Sympathy For The Devil is Caleb Jackson’s story. Dive master, charter boat operator, one third of Jackson’s boat building enterprises – you may have met him in The Honeymoon Trap. He played the good brother in that story, and he can be a good brother. He tries to be.
He just doesn’t always succeed.
Have you ever done something you shouldn’t have? Ever screwed someone over and vowed never to do it again?
Welcome to Caleb’s world.
Prologue
Eighteen-year-old Caleb Aaron Jackson had one older brother and one younger. Put them all together in a crowded room and he and his older brother Cutter invariably fought for the limelight. Set them to working together and he became a fast-talking peacemaker between free-wheeling Cutter and stubborn Eli. Peacemaking wasn’t exactly his forte but at least he got points for trying.
Along with the occasional shiner and a reputation as a troublemaker that he absolutely didn’t deserve.
Much.
Give it another two months and his final set of school exams would be over and he’d be joining Cutter and his father and grandfather in the family business.
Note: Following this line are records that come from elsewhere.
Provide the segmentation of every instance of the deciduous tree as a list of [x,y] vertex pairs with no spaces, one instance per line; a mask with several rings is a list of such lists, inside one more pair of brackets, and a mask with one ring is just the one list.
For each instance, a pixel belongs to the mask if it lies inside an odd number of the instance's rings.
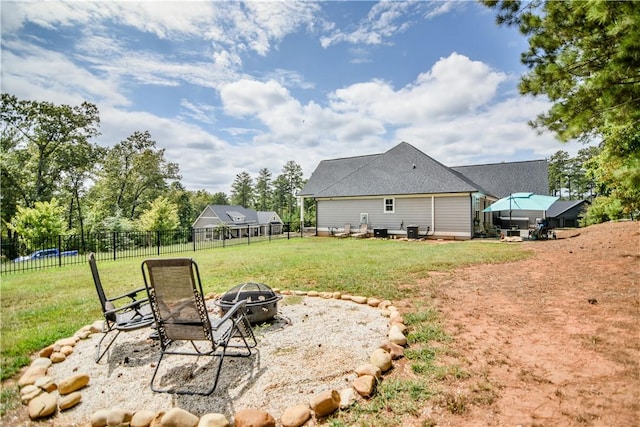
[[164,158],[148,131],[134,132],[107,150],[99,178],[92,190],[98,215],[113,216],[120,209],[130,220],[140,207],[166,193],[171,180],[179,180],[176,163]]
[[254,189],[253,179],[247,172],[236,175],[231,184],[231,203],[248,208],[253,205]]

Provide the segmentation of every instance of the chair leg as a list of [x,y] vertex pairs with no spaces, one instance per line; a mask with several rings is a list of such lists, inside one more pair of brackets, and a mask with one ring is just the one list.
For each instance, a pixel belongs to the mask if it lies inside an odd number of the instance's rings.
[[109,351],[109,348],[111,348],[111,344],[113,344],[113,342],[116,340],[116,338],[118,338],[118,335],[120,335],[121,332],[120,330],[116,330],[115,336],[111,339],[111,341],[109,341],[109,344],[104,349],[104,351],[100,353],[100,346],[102,345],[102,341],[104,341],[107,335],[109,335],[109,333],[112,331],[113,329],[109,329],[108,331],[104,332],[102,338],[100,338],[100,342],[98,343],[98,351],[96,352],[96,363],[100,362],[100,359],[102,359],[102,357],[107,354],[107,351]]
[[[192,342],[191,343],[194,347],[195,344]],[[196,347],[197,349],[197,347]],[[213,380],[213,385],[203,391],[189,391],[189,390],[181,390],[181,389],[177,389],[177,388],[157,388],[154,386],[155,383],[155,379],[156,376],[158,374],[158,371],[160,369],[160,365],[162,363],[162,360],[164,359],[165,355],[188,355],[188,356],[197,356],[197,357],[212,357],[212,358],[217,358],[218,359],[218,366],[216,367],[216,376]],[[220,379],[220,372],[222,371],[222,361],[224,360],[224,352],[222,354],[217,354],[216,352],[214,352],[213,350],[211,352],[207,353],[201,353],[200,351],[198,351],[197,353],[184,353],[184,352],[165,352],[165,351],[161,351],[160,353],[160,358],[158,359],[158,362],[156,363],[156,368],[153,371],[153,376],[151,377],[151,390],[156,392],[156,393],[169,393],[169,394],[180,394],[180,395],[199,395],[199,396],[209,396],[211,393],[213,393],[215,391],[215,389],[218,387],[218,380]]]

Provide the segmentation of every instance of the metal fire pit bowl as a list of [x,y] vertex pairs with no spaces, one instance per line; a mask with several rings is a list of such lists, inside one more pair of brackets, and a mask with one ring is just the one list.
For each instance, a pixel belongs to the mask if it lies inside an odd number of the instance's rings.
[[241,283],[225,292],[215,301],[225,314],[238,301],[246,300],[247,319],[251,323],[262,323],[274,318],[278,313],[281,295],[262,283]]

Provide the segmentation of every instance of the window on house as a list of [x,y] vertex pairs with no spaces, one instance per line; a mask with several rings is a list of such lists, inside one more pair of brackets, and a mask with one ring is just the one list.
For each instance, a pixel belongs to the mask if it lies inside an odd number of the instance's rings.
[[384,212],[385,213],[393,213],[395,211],[395,200],[394,199],[384,199]]

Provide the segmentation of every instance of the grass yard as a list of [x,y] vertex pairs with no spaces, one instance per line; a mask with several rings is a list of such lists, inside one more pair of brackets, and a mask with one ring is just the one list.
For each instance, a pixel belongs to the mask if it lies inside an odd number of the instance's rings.
[[[525,258],[519,246],[468,241],[450,244],[377,239],[305,238],[189,254],[205,293],[243,282],[291,290],[333,290],[397,300],[430,271]],[[184,253],[175,256],[189,256]],[[109,295],[142,286],[142,259],[99,262]],[[2,277],[2,380],[30,363],[33,353],[101,318],[89,266],[30,271]]]

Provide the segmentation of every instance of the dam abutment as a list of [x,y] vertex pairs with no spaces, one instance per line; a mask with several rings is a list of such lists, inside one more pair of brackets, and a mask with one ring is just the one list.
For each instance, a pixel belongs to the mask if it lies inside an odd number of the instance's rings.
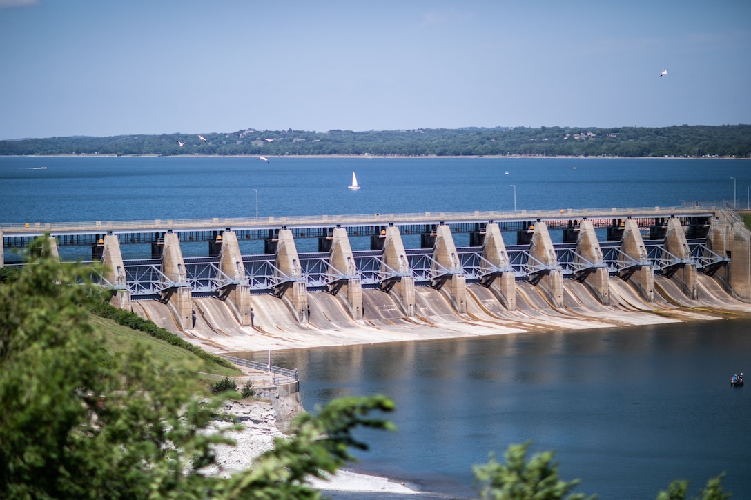
[[609,305],[610,274],[595,227],[590,221],[584,220],[579,224],[575,262],[581,268],[576,275],[577,279],[587,285],[601,304]]
[[382,281],[381,288],[396,300],[407,318],[412,318],[416,310],[415,278],[412,276],[404,242],[396,226],[388,226],[383,230],[381,275],[385,279]]
[[466,313],[466,277],[459,261],[451,229],[443,224],[436,227],[431,270],[436,276],[432,280],[433,287],[444,293],[457,313]]
[[563,272],[558,265],[547,226],[538,221],[531,233],[528,266],[536,272],[530,276],[529,281],[542,291],[553,307],[562,307]]
[[634,284],[644,300],[654,302],[654,269],[650,264],[639,226],[636,221],[629,218],[623,221],[623,234],[620,240],[623,255],[620,265],[623,270],[620,272],[620,277]]
[[509,311],[516,310],[516,276],[498,224],[485,226],[480,283],[487,287]]
[[[357,276],[354,255],[346,230],[336,227],[330,233],[328,291],[342,302],[354,320],[363,319],[363,285]],[[320,249],[320,248],[319,248]]]
[[300,324],[308,322],[308,289],[292,231],[282,229],[276,240],[276,278],[279,280],[274,295],[282,299]]

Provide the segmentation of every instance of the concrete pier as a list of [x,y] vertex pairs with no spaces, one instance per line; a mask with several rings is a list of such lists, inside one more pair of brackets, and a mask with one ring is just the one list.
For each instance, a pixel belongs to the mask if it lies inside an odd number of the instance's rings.
[[721,211],[710,224],[707,246],[730,259],[715,277],[733,297],[751,302],[751,232],[731,213]]
[[691,259],[691,248],[686,239],[680,221],[674,217],[668,219],[665,229],[665,248],[669,255],[663,255],[663,258],[673,255],[681,261],[680,264],[669,270],[668,276],[675,282],[689,298],[698,298],[696,288],[696,264]]
[[363,318],[363,285],[357,276],[354,255],[346,230],[336,227],[331,233],[329,276],[333,281],[329,292],[339,297],[352,319]]
[[386,227],[383,243],[383,266],[381,273],[389,278],[381,284],[382,290],[389,293],[402,308],[408,318],[415,316],[415,279],[410,276],[409,259],[404,251],[404,243],[399,228]]
[[222,234],[219,270],[231,280],[223,288],[220,297],[230,305],[241,325],[252,325],[253,308],[250,303],[250,288],[245,276],[245,264],[243,264],[237,235],[234,231],[225,231]]
[[600,303],[610,304],[610,276],[605,267],[602,249],[597,240],[595,227],[590,221],[582,221],[579,224],[579,236],[576,240],[575,262],[582,266],[588,266],[576,275],[576,279],[582,282],[594,294]]
[[538,221],[532,229],[529,265],[541,267],[531,276],[535,285],[553,307],[563,306],[563,272],[558,266],[555,247],[544,222]]
[[433,276],[441,276],[433,280],[432,285],[443,292],[457,312],[464,314],[467,312],[466,278],[459,261],[451,227],[439,224],[436,227],[435,238],[432,270]]
[[193,303],[180,241],[175,233],[167,233],[164,238],[161,273],[169,281],[162,283],[164,290],[161,293],[161,301],[169,306],[180,327],[192,328],[194,321]]
[[643,299],[654,302],[654,269],[649,263],[644,240],[634,220],[626,219],[623,222],[620,251],[626,256],[621,259],[621,264],[628,266],[626,270],[620,272],[620,278],[634,283]]
[[117,236],[108,234],[102,239],[101,263],[104,264],[104,279],[113,287],[110,303],[121,309],[131,310],[131,292],[128,290],[125,266],[120,253]]
[[[274,294],[284,300],[300,324],[308,322],[308,289],[303,281],[303,269],[297,256],[292,231],[282,229],[276,242],[276,278],[283,279]],[[281,272],[282,274],[279,273]]]
[[485,241],[482,245],[482,269],[487,275],[481,283],[493,291],[509,311],[516,310],[516,276],[496,223],[485,226]]

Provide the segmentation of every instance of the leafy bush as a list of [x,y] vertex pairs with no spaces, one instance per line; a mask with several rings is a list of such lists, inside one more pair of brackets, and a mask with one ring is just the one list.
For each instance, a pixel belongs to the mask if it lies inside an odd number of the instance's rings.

Boat builder, marina lackey, trawler fisherman, sports fishing guide, dive boat operator… he almost had his dive master certification already. Yacht broker… he had a hankering to get his hands on that part of the family business as well, although that might take a while given that he’d have to wait for his grandfather to step aside first. The old man could shake loose every bit of cash in a novice yachtsman’s wallet with impressive ease, throw in a second-hand ship’s bell while he was at it, and the buyer would still walk away well pleased.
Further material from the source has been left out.